Lasagna ha voluto sottolineare che la riqualificazione del vecchio campo sportivo è stata una sfida per l’amministrazione e che il successo è nato dal senso di appartenenza e dalla volontà, ma soprattutto «dall’averci messo, oltre alla testa, anche il cuore». Ha poi ringraziato tutti: lo Stato e la Regione, che hanno concesso finanziamenti; i sindaci dell’Oltrepò, con i quali in questi dieci anni è cresciuta la stima e la collaborazione; la società Fcd Polirone 2019; i presidenti e allenatori che nei decenni scorsi hanno sostenuto la Sambenedettina, tra cui Eros Bertazzoni, calciatore ed ex sindaco.

Anche il vescovo Marco Busca, che ha benedetto l’impianto, ha affermato l’importanza formativa del gioco e dello sport per i ragazzi e per la società, dichiarando che «nello sport si vince senza uccidere, mentre nella guerra si uccide senza vincere». Per questo ha rivolto un appello sia ai tecnici, invitandoli a formar ragazzi prima che calciatori, sia ai ragazzi stessi, «sollecitandoli a crescere insieme, coltivando la vittoria vera, che oggi è quella della squadra ma domani sarà quella della famiglia e della società».

L’assessore regionale alle Infrastrutture, Claudia Maria Terzi, ha esortato i ragazzi alla cura per il nuovo impianto, realizzato con un lavoro di squadra fra vari enti e con il contributo dei cittadini. Parole di elogio sono state espresse anche dall’onorevole Annalisa Baroni e da Paola Rasori, come dirigente dello sport mantovano.
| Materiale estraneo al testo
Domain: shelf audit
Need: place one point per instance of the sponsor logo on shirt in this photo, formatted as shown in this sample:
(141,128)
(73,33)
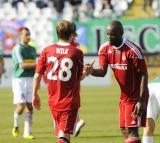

Da ultimo il presidente della Fcd Polirone, Cristian Corradini, ha dato alcuni numeri sull’attività e le prospettive della società che, nata nel 2019, ha dovuto affrontare subito i due difficili anni della pandemia. Ora conta 123 atleti dai 5 ai 14 anni, suddivisi in cinque categorie, che hanno già disputato 130 partite di campionato e sono attualmente iscritti a quindici tornei.

L’organizzazione conta su 18 collaboratori tecnici, più altri collaboratori per ogni squadra, alcuni dei quali genitori. L’impianto può ospitare gare fino alla serie D, con la nuova tribuna che può contenere circa 500 persone, mentre gli edifici rispondono alle più recenti norme di efficientamento energetico.